Archive for December 15th, 2012

 “And there were shepherds living out in the fields nearby, keeping watch over their flocks at night. An angel of the Lord appeared to them, and the glory of the Lord shone around them, and they were terrified. But the angel said to them, ‘Do not be afraid. I bring you good news that will cause great joy for all the people. Today in the town of David a Savior has been born to you; he is the Messiah, the Lord.'” – Luke 2:8-11

Has there ever been a time when you were in pitch black surroundings?  How did you feel when you finally saw light?  These are dark days for our country.  If ever there was a time when we needed the Light of the World, it’s now.  The shepherds were keeping watch over their flocks at night when the angel of the Lord appeared to them.  God could have sent the angel in the daytime, but sometimes we only notice the light when we’re surrounded by darkness.

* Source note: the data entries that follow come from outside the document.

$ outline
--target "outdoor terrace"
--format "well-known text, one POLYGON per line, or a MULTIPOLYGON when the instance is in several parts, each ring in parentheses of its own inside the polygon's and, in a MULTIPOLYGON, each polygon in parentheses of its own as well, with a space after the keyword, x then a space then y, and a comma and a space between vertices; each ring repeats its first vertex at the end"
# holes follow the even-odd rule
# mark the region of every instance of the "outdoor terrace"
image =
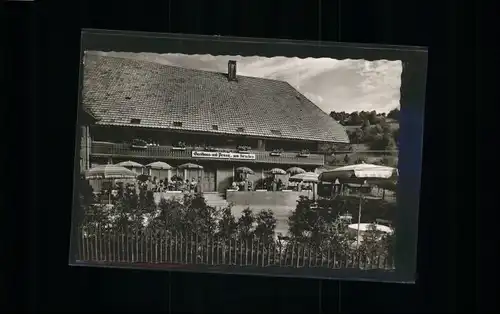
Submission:
MULTIPOLYGON (((129 144, 118 144, 111 142, 93 141, 91 145, 91 155, 94 157, 119 157, 119 158, 151 158, 161 159, 180 159, 180 160, 224 160, 221 157, 211 157, 216 152, 207 152, 203 157, 193 157, 193 151, 203 151, 193 147, 174 148, 173 146, 148 146, 147 148, 133 148, 129 144)), ((238 153, 236 149, 224 149, 223 152, 238 153)), ((287 165, 311 165, 322 166, 325 164, 325 157, 321 154, 308 154, 306 157, 300 157, 299 152, 282 152, 279 156, 272 156, 270 151, 249 151, 248 154, 255 158, 238 158, 235 161, 268 163, 268 164, 287 164, 287 165)), ((214 154, 215 155, 215 154, 214 154)), ((244 155, 242 153, 241 155, 244 155)))

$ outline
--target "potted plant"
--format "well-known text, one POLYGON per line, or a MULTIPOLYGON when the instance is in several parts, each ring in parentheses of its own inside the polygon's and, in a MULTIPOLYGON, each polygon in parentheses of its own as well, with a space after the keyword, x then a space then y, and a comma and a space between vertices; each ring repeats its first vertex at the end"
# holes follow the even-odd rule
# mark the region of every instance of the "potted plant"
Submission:
POLYGON ((207 145, 207 146, 205 146, 205 151, 207 151, 207 152, 215 152, 215 151, 217 151, 217 149, 215 147, 211 146, 211 145, 207 145))
POLYGON ((298 154, 299 157, 309 157, 309 155, 310 155, 310 152, 308 149, 303 149, 298 154))
POLYGON ((147 149, 148 143, 141 139, 134 139, 132 140, 131 146, 134 149, 147 149))
POLYGON ((282 148, 280 148, 280 149, 273 149, 269 155, 271 155, 271 156, 281 156, 281 154, 283 152, 284 151, 283 151, 282 148))
POLYGON ((252 150, 252 147, 248 145, 238 145, 236 146, 236 149, 239 153, 248 153, 250 150, 252 150))
POLYGON ((173 150, 186 150, 186 143, 183 141, 177 142, 177 144, 173 145, 173 150))

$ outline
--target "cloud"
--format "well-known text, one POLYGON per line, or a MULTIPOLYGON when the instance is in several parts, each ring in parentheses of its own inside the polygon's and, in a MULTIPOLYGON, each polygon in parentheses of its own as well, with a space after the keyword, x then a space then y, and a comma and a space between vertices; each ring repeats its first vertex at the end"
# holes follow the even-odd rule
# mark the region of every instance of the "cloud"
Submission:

In the midst of tragedies like we’re experiencing in our country right now, it’s important to remember that our Savior has come to our dark, hurting world to bring hope, healing, and light.  As Christians, I believe we can look to Romans 12 for answers to how we should respond when we feel overshadowed by the darkness of evil that will continue until Christ comes again:

v. 12 – “Be joyful in hope, patient in affliction, faithful in prayer.”  We pray for those who are suffering, and patiently remember that this world is not our home.  Our time on this fallen planet is short, in light of eternity, and so we patiently wait for Christ’s return, joyful in the hope that he will one day restore his creation and wipe away every tear.

v. 13 – “Share with God’s people who are in need. Practice hospitality.”  While we wait for Christ’s return we have work to do.  We are the Body of Christ, which means we are supposed to continue his work on earth.  If we ignore the needs of our fellow man, then we should not be surprised at their acts of depravity, and according to James 2:15-17, our faith is worthless.  Suppose a brother or a sister is without clothes and daily food. If one of you says to them, ‘Go in peace; keep warm and well fed,’ but does nothing about their physical needs, what good is it? In the same way, faith by itself, if it is not accompanied by action, is dead.”  Acts of violence should not make us shrink from the world, seeking solace in our churches and homes, but rather drive us into the world as Christ’s redemptive agents.  Your act of kindness or hospitality might change the course of someone’s life, preventing a future tragedy.

v. 14 – “Bless those who persecute you; bless and do not curse.” When we see senseless tragedies, our natural response is to cry out in anger, looking for someone to blame.  We can even turn our anger toward God, blaming him for the violence committed by men.  But God does not condone evil.  On the contrary, “by his wounds we are healed” (Isaiah 53:5).  “Let us fix our eyes on Jesus, the author and perfecter of our faith, who for the joy set before him endured the cross, scorning its shame, and sat down at the right hand of the throne of God” (Heb. 12:12).  When we are suddenly thrust into darkness through tragedy, we can turn our backs on others and God, or we can run to the One who knows suffering, betrayal, torture and death.  Only He can heal our wounds and turn our ashes into a crown of beauty.

v. 15 – “Rejoice with those who rejoice; mourn with those who mourn.”  As I watch my children eye their presents under the tree, my heart goes out to the parents with presents under their tree for children who will never open them.  We mourn the loss of innocence for the children who survived.  We lift up our grieving brothers and sisters in prayer.  And yet, we continue to rejoice at Christmas because God so loved this dark, messed up world that he sent Jesus, the Light of the World, to save us from our sins so that all who believe in him will one day rejoice in heaven where there is no darkness.

The nighttime message to the shepherds is the same message to those living in darkness today: “Do not be afraid. I bring you good news that will cause great joy for all the people. Today in the town of David a Savior has been born to you; he is the Messiah, the Lord.”  Joy to the world, the Lord has come!